Conversely, Wilmot sees value in information sharing, something he says has been happening in the financial services sector for some time. Via a paid-for subscription service, banks share threat data with the aim of establishing and maintaining something akin to herd immunity.
“I think communication channels need to improve between the hotel chains… Having some Chatham House Rules style, with an independent person chairing sessions to support hotels, would be a wise move.”
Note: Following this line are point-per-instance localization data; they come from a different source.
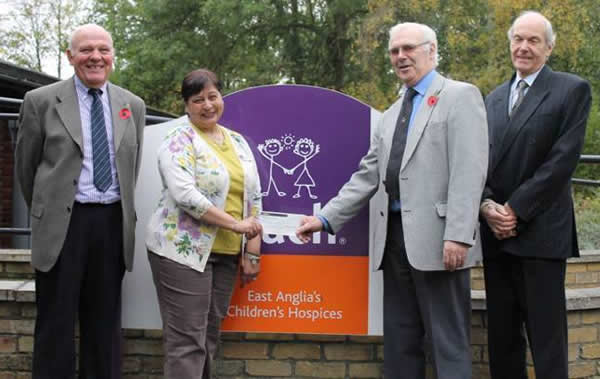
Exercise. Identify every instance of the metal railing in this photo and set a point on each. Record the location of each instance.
(13, 116)
(591, 159)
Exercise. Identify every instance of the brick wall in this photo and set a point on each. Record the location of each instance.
(255, 355)
(251, 355)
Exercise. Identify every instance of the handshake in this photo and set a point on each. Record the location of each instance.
(279, 223)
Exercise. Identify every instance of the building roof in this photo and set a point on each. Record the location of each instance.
(15, 81)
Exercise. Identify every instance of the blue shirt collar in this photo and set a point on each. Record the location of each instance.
(423, 85)
(83, 89)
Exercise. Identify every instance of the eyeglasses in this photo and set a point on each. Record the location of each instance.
(406, 49)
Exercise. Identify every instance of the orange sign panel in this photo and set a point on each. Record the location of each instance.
(303, 294)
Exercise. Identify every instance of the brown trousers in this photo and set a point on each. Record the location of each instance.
(192, 306)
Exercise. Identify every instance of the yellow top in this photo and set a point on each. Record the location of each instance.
(227, 241)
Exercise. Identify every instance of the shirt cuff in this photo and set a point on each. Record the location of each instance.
(326, 226)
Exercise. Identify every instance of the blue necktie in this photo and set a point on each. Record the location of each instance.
(399, 145)
(100, 153)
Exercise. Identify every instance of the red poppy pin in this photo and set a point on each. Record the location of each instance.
(124, 113)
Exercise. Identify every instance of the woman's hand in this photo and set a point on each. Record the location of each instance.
(248, 226)
(249, 268)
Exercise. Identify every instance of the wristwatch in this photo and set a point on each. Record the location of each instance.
(253, 258)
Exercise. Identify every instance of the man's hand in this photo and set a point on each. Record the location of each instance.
(501, 219)
(455, 255)
(308, 225)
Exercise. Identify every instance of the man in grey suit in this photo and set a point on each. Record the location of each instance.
(429, 151)
(77, 155)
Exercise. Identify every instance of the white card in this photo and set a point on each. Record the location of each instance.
(279, 223)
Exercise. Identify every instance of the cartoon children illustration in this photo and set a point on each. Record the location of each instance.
(306, 149)
(270, 149)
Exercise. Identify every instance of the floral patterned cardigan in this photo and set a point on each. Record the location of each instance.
(194, 179)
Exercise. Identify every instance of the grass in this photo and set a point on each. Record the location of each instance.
(587, 216)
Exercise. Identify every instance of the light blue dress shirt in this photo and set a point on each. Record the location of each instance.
(421, 87)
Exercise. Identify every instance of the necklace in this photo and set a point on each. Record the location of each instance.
(215, 134)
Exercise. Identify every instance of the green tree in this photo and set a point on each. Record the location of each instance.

The hotel industry is evolving, with technology right at the heart of that change. Today guests are treated to a plethora of tools and applications, including self-check-in and keyless room entry all done via their own device. However, as those advances continue, so too will the threat matrix evolve, likely proving to be a constant source of IT and data risk. Given the level and type of personal data hotels almost uniquely hold, and the often extensive regions and regulatory jurisdictions they operate in, being ahead of the curve is essential.
However, for now at least, it isn’t something Wilmot believes the industry fully has a grip of. “I think we are going to see a few more breaches from hotels before, potentially, they take a bit more seriously,” he says.
“There will probably be more targeted attacks… I think that’s going to mean that reputational damage for some of the chains.”
The future, he says, is interesting. Get it right, however, and there’s much to gain from embracing the next-generation hotel.